The Bostic and Herbert cases forecast a change because, as these decisions wind their way through their respective Appeals Courts, they are on an inevitable collision course with the U.S. Supreme Court. The term “inevitable” is based on the fact that there are advocates on both sides that feel very strongly about the subject. Without question the various parties involved, both supporting and objecting to same-sex marriage, will not hesitate to spend the money and time necessary to properly present the issue to the Supreme Court.
Other recent matters have set the stage for cases like Bostic and Herbert to be accepted for hearing before the Supreme Court. The highest court addressed the Defense of Marriage Act (“DOMA”) in the case of the United States v. Windsor in June of 2013. In that case, the Supreme Court cited the Due Process Clause when it found that restricting a same-sex spouse from using the estate tax exemption was unconstitutional.
Not only has the Supreme Court shown a willingness to address these types of concerns, but the February 10, 2014 memorandum issued by Attorney General Eric Holder creates an additional issue. That memo instituted a policy that Department of Justice employees would “to the extent federal law permits . . . recognize lawful same-sex marriages as broadly as possible.” This policy appears to create an increasingly widening gap between states that do not recognize same-sex marriages and the federal government. This, in turn, places the federal interpretation of the due process and equal protection clauses as a controversy of law that the Supreme Court is uniquely qualified to resolve.

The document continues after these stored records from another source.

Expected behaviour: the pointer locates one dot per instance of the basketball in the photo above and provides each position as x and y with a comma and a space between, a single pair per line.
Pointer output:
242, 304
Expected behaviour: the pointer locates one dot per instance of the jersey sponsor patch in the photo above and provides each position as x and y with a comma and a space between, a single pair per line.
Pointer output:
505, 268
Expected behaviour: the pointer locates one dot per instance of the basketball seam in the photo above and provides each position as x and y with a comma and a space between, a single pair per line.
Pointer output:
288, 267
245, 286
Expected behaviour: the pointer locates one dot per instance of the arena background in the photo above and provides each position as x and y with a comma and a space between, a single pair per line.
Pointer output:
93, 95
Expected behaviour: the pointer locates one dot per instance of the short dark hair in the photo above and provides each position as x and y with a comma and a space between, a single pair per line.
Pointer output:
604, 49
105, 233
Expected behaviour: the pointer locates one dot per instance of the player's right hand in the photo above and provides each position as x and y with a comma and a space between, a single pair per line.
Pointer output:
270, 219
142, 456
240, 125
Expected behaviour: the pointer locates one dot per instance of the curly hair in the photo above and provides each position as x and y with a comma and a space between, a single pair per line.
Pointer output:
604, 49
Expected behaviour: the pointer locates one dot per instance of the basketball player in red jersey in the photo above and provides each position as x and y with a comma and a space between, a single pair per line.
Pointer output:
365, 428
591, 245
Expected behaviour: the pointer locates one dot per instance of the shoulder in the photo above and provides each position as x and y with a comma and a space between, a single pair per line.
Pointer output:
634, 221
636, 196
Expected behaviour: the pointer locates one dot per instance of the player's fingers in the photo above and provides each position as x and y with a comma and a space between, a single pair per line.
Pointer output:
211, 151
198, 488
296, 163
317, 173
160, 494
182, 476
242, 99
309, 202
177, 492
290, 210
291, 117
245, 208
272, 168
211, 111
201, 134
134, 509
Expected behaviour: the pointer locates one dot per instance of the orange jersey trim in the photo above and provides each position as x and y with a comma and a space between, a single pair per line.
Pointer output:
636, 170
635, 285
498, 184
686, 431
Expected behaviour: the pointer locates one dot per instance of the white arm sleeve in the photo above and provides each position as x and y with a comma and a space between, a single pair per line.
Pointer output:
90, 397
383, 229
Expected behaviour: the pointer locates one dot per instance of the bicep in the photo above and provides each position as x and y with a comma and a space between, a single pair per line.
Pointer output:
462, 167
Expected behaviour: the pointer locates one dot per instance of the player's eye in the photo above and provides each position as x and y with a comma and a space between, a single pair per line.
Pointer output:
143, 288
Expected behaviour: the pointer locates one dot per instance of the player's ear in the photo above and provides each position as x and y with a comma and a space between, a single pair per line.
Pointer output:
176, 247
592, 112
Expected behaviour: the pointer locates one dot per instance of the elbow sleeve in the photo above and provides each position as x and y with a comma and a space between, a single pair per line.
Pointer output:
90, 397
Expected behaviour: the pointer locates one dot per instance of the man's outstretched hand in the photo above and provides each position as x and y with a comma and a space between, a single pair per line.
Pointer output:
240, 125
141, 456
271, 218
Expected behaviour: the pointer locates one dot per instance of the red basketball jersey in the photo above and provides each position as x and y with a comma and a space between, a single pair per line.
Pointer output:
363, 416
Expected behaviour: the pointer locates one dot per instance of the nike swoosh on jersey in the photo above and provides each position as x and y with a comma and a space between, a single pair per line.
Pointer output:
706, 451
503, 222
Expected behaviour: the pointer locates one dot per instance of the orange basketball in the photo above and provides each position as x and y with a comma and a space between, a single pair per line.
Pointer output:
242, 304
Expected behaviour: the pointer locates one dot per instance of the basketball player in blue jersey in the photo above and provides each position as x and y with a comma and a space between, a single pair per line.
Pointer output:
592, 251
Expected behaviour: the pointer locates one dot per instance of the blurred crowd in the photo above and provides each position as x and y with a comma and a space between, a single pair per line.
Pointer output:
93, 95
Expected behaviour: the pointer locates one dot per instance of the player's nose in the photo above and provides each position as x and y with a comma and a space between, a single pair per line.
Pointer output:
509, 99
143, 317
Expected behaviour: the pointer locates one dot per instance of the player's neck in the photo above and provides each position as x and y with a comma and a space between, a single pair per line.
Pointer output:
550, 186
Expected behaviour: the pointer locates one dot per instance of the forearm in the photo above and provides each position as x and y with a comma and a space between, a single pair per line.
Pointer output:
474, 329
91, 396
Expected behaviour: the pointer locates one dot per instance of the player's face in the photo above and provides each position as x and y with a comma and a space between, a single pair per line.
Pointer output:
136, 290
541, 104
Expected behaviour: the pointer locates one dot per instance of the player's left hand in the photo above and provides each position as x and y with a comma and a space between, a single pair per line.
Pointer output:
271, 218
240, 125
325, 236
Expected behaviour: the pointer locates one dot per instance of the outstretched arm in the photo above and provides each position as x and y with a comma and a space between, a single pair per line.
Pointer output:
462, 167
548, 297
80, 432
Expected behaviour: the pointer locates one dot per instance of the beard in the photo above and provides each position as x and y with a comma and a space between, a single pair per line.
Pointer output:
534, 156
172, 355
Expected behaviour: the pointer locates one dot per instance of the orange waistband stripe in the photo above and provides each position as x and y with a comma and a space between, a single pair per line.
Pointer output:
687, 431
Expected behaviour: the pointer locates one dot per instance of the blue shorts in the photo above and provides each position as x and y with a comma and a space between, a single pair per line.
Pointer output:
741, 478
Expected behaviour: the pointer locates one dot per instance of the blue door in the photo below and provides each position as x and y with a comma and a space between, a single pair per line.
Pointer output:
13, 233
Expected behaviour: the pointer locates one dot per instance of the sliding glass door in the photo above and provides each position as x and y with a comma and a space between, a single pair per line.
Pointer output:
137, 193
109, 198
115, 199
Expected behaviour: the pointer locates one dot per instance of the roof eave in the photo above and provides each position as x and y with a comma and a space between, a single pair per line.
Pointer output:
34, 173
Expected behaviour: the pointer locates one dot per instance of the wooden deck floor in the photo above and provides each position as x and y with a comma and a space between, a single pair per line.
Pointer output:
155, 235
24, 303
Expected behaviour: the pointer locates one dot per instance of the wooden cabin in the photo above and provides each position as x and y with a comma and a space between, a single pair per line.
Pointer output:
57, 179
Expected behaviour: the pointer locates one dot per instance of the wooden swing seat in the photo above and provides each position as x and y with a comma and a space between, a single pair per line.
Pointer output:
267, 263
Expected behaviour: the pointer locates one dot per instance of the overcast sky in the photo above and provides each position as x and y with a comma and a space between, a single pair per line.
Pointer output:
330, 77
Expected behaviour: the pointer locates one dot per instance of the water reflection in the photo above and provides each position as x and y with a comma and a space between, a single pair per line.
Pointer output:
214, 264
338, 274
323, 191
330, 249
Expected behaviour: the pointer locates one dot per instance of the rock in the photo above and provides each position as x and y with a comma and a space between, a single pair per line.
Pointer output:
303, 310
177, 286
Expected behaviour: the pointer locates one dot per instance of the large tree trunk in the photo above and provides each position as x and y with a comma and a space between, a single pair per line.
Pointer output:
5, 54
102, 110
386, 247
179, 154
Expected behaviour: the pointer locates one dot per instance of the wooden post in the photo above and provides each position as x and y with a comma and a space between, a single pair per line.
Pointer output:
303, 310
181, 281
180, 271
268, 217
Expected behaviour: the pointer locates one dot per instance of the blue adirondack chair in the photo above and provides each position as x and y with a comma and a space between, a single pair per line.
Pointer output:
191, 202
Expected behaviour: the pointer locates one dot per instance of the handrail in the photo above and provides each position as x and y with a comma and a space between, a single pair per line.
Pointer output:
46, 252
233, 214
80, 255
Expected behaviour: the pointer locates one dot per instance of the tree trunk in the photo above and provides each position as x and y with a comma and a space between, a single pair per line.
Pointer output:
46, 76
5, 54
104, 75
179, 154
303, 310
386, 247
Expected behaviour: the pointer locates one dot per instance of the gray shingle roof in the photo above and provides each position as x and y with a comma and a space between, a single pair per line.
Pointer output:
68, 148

Should the U.S. Supreme Court choose to address whether, or not, the Federal Constitution bars limitations on marriage to be between one man and one woman the result would be felt nationwide. If the court permits the states to decide for themselves, then the future of this issue would look much like it does now with ongoing local legislative action and lawsuits. If, however, the court accepts the logic from cases like Bostic and Herbert, the nation would have a single definition of marriage applied in every state. For better or worse.